Los árboles que crujen

Hay unos pinos en los bosques de por aquí que, a veces, crecen hasta quebrarse. Aunque me dé vergüenza admitirlo, yo los llamo «los árboles que crujen». Si caminas solo por las montañas, terminas familiarizándote con estos sonidos: el canto de los pájaros, el viento en los valles, los árboles que crujen. Hay algo de humano en esos pinos que suben hasta perder el equilibrio y combarse sobre sí mismos; entonces, es posible que caigan contra otros árboles —quizá, hermanos— y, con su peso, los arrastren en la caída.

Cuando me canso de caminar —a los diez o doce kilómetros, como mucho—, me siento, doy tregua a los perros (o ellos a mí) y miro los árboles. No sé qué es, pero algo proyectas en las ramas: en cómo crecen, en cómo bailan, en cómo mueren. Ya lo he dicho, hay algo de humano en los árboles que crujen. El observador poco experimentado quizá cometa un error de principiante e intente buscar solución, o respuestas; como mucho, se reirán de él o de ella y, por desgracia, puede que esas mismas risas le alejen de su propia naturaleza.

Los veteranos —los que hemos observado muchos árboles de los que crujen— sabemos cómo actuar: hay que quedarse quietos, callados, y contemplar su balanceo a favor del viento. Si esperas lo suficiente, quizá veas cómo el tronco termina por quebrarse, y el árbol cae: aquí puede morir solo, o matar muriendo; si ese día no cae, no te angusties, porque, cuando asistes a alguna de las escenas de esta historia, puedes tener la certeza de que se trata de la crónica de una muerte anunciada. Solo es cuestión de tiempo: puede que vuelvas otro día, y te hayas perdido el clímax, pero no es habitual llegar tras los créditos. Si dejas pasar mucho tiempo, el árbol ya no crujirá, pero seguirá ahí: en el suelo.

Quizá alguien haya salvado, alguna vez, un árbol de los que crujen. Es viable, en teoría. Podrías coger altura y ayudarlo: reducir el peso de su copa, su altura, su rápido crecimiento. La tragedia, sin embargo, es que el árbol que cruje no es más que la suma de una serie de malas decisiones, un cúmulo de errores que lo llevará al suelo. Podrías cortarlo, pero solo conseguirías hacerlo brotar con más fuerza, provocar una caída todavía más enérgica y darle un final mucho menos digno. Si los árboles que crujen pudiesen hablar, se cagarían en todos tus muertos por atreverte a hacer algo así, ¿sabes? Porque no hay fracaso peor que aquel que uno puede cargar en los demás. No sería verdad, claro, porque fue el árbol quien creció demasiado rápido, endeble, maquinal incluso, pero también él o ella vería antes la paja en el ojo ajeno que la viga en el propio.
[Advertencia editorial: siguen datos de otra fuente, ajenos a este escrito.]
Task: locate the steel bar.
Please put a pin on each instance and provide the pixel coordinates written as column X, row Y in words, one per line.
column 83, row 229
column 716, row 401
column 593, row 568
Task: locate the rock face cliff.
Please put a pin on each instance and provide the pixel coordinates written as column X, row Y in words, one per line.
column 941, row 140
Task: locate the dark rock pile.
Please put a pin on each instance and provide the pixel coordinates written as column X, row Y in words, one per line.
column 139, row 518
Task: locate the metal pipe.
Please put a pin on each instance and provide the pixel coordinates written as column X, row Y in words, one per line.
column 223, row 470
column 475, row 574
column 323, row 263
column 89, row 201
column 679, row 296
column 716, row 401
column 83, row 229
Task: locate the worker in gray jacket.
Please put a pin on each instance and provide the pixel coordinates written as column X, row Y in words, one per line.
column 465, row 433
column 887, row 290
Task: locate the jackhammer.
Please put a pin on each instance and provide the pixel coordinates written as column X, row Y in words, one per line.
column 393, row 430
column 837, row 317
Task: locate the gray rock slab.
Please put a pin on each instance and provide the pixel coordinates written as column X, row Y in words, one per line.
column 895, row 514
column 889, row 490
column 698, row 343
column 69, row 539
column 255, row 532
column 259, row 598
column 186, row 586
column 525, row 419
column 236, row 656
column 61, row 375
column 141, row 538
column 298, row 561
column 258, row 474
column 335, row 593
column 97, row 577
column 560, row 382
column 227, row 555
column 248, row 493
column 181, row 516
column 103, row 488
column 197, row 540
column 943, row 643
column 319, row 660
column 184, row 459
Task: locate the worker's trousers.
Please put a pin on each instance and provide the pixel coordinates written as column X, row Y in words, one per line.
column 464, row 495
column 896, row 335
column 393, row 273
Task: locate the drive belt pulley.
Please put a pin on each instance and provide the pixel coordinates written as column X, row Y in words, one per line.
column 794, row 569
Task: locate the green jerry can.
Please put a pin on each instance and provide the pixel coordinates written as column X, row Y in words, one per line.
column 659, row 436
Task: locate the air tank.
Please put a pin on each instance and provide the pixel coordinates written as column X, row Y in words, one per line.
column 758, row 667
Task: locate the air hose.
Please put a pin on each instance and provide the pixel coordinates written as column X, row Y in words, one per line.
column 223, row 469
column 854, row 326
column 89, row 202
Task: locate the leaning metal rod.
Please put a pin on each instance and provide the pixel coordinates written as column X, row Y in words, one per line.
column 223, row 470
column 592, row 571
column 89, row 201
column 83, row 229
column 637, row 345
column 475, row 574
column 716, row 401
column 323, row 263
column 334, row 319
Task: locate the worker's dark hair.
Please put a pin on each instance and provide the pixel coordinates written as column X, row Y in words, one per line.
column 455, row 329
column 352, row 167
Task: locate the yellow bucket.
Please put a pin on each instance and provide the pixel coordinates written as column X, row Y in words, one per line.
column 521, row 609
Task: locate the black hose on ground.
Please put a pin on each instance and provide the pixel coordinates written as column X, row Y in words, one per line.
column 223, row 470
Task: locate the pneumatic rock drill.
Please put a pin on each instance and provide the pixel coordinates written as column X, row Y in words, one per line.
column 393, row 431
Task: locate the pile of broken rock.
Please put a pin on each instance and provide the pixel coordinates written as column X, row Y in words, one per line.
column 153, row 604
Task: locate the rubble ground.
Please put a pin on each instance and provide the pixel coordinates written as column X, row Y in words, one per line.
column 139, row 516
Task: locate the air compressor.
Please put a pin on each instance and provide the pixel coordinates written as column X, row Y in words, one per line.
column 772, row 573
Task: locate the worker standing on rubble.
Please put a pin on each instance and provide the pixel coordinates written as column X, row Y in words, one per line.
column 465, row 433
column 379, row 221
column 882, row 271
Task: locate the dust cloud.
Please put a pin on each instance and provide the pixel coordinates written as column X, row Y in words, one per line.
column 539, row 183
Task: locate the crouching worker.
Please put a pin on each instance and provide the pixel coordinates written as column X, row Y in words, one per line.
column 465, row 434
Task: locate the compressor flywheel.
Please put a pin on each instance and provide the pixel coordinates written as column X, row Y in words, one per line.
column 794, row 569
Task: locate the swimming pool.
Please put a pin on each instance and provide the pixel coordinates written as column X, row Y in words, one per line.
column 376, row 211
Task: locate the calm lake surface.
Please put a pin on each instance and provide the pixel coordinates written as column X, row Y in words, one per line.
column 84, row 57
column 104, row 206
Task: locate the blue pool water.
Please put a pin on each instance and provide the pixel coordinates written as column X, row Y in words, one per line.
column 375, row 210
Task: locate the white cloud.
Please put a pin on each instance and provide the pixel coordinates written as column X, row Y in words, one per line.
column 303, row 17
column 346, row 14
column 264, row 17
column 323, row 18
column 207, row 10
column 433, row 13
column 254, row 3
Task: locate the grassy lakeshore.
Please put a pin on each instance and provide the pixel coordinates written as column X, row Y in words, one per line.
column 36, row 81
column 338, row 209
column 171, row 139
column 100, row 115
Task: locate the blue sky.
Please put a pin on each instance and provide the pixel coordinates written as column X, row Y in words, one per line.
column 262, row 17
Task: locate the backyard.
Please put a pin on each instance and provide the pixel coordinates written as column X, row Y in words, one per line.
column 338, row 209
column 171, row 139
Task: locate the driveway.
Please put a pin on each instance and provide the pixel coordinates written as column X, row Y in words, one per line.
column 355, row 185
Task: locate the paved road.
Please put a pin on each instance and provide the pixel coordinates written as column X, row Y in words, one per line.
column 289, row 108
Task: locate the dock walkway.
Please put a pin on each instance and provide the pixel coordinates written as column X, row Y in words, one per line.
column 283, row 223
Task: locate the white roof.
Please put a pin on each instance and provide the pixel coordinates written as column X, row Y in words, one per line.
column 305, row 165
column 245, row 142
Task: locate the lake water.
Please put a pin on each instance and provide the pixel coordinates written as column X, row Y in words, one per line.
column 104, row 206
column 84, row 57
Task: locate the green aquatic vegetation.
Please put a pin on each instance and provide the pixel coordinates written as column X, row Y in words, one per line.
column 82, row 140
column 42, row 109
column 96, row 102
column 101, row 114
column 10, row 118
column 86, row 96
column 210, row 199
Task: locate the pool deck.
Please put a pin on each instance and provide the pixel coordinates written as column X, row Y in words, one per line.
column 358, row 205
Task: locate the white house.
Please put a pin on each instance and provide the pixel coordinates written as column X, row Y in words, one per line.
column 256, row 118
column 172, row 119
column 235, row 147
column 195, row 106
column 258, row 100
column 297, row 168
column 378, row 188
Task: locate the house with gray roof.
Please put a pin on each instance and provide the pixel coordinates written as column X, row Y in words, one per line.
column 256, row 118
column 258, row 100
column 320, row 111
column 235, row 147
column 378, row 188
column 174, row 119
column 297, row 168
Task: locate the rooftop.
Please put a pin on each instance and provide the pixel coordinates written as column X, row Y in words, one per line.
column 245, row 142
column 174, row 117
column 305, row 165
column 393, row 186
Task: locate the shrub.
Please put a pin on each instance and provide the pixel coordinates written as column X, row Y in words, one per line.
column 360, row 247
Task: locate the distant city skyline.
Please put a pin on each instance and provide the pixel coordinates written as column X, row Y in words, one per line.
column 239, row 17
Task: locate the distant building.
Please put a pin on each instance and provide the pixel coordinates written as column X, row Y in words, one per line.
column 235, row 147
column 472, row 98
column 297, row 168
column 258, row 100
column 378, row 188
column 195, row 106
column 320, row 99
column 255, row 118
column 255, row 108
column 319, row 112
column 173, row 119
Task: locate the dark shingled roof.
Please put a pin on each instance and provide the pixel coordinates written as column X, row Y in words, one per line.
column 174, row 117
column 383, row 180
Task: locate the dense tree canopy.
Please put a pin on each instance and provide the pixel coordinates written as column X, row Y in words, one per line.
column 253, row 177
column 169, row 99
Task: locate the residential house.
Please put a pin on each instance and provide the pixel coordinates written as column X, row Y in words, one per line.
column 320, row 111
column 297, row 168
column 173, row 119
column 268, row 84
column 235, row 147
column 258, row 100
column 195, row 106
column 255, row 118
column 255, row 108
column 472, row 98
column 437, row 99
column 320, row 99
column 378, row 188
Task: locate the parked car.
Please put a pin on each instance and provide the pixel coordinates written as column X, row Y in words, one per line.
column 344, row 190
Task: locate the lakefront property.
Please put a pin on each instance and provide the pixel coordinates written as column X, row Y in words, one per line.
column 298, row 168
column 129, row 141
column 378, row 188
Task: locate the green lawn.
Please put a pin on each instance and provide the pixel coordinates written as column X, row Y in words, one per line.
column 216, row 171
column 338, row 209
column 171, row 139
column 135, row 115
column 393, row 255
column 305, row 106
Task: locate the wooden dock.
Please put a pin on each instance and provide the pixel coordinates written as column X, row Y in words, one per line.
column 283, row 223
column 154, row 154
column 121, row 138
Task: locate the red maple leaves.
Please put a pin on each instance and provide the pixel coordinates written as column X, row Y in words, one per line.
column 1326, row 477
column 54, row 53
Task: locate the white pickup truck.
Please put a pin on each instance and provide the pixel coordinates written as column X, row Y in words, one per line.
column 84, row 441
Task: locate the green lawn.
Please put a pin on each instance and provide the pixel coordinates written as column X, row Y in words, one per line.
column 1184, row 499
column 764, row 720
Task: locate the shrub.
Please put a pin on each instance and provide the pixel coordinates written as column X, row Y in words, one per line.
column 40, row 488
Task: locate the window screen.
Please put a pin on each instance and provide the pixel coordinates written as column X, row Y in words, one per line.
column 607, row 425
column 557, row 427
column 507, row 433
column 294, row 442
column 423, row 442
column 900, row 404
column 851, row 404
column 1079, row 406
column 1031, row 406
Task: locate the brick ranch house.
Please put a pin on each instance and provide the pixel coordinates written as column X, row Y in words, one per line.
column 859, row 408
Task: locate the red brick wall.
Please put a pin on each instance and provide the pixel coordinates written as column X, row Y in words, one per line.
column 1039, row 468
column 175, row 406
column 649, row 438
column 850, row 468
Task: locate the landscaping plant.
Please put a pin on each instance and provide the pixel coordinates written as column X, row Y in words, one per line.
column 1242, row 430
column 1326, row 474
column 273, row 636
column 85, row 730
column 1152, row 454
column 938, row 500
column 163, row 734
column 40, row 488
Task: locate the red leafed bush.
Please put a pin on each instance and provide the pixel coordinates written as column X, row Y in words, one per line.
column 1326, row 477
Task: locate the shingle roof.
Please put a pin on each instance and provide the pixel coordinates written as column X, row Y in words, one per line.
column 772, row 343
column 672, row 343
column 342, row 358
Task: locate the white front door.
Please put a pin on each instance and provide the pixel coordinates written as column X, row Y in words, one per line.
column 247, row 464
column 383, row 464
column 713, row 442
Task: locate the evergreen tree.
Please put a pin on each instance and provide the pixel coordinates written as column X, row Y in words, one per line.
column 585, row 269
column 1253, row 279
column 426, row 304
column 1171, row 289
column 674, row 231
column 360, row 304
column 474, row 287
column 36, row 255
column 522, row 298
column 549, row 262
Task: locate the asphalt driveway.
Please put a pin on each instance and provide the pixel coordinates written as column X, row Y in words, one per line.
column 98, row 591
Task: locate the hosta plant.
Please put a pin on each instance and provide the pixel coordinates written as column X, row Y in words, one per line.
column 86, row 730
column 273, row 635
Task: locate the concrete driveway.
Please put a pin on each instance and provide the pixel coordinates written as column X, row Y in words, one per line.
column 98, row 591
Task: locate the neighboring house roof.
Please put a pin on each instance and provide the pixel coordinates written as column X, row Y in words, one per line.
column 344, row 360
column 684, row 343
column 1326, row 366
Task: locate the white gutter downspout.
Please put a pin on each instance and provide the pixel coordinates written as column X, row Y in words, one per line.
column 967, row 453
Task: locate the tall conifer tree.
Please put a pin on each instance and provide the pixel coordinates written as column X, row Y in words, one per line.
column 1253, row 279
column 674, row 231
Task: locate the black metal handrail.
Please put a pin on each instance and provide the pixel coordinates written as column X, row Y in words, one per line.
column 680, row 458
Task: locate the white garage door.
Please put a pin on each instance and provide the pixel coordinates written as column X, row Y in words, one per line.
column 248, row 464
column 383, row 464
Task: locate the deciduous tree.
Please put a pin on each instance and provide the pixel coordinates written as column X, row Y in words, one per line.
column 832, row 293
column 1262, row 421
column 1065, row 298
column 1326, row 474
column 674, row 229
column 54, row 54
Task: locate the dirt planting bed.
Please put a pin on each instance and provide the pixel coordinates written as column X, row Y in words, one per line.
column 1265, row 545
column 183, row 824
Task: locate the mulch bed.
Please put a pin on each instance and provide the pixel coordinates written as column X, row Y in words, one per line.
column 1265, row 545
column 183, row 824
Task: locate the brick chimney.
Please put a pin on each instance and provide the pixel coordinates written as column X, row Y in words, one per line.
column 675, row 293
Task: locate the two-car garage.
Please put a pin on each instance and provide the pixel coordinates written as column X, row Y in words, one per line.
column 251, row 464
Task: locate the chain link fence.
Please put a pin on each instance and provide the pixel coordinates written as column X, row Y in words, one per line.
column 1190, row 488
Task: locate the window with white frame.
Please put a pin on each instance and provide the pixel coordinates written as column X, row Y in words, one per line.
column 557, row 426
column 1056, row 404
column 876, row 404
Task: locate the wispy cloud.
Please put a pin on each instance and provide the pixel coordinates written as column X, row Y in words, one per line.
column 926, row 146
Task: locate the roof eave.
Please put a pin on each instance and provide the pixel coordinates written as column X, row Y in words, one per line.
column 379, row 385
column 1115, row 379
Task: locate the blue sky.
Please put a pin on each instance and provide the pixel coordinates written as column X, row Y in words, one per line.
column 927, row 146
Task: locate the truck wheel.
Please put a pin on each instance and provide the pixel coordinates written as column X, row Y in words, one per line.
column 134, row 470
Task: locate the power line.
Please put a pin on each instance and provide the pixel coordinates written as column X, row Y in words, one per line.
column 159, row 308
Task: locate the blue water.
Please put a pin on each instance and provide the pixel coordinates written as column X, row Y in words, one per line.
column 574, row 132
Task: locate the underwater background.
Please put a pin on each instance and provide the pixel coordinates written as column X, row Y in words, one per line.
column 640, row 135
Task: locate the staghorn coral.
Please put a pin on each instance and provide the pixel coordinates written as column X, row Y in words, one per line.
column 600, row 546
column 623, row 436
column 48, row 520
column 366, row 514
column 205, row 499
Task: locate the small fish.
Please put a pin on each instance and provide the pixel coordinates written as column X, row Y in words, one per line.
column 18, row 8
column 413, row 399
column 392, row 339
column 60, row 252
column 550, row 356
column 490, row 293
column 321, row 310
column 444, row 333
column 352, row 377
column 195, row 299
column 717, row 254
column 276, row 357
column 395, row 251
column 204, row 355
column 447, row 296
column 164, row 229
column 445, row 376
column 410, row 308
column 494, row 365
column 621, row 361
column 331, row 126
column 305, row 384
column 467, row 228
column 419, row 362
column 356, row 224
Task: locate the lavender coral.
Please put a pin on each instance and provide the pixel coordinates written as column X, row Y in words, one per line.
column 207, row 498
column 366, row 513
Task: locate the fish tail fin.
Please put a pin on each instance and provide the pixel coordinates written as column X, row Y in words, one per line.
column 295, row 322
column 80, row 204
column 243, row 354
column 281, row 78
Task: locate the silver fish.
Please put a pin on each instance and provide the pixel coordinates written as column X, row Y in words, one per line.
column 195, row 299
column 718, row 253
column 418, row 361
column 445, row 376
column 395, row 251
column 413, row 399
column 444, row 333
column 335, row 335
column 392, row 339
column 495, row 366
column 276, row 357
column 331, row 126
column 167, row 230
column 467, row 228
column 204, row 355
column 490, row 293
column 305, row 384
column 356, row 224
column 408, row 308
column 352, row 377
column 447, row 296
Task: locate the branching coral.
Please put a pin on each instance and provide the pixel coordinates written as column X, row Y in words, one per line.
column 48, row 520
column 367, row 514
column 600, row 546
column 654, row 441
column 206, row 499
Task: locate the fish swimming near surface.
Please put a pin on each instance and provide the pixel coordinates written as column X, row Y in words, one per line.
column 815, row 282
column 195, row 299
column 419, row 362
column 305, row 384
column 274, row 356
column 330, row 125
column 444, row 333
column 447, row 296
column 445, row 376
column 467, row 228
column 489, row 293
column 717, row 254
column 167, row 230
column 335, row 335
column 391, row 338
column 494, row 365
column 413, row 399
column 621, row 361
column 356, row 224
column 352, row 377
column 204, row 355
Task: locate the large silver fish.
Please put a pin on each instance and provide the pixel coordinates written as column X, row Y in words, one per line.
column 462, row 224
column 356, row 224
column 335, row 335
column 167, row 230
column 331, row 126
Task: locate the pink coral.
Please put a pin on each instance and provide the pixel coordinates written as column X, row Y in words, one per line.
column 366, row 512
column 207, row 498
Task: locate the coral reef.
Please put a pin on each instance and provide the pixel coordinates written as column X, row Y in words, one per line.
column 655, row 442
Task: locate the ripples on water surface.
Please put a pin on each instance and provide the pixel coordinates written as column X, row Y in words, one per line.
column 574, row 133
Lo más justo es dejar que caiga. Puede parecer duro, pero, de las caídas, se aprende. A todas luces, los árboles que crujen son el corazón del bosque. El árbol que cruje morirá, pero en su sitio renacerá otro que no crecerá ni tan rápido, ni tan endeble, ni tan maquinal. Si en el transcurso de su muerte, carga contra otros árboles, estos otros no crecerán tan cerca, sobreviviendo solo aquellos fuertes para soportar las embestidas de sus compañeros o lo suficiente audaces para no entrometerse en su camino. De las caídas de cada árbol, el bosque aprende. ¿No es eso lo que nos ocurre a nosotros con los errores? Observar los árboles que crujen es, de alguna manera, comprender algo de la propia naturaleza: pues, los errores propios son aquellos que más nos cuesta aceptar, pero también los que nos permiten crecer. Después, el bosque se enriquece.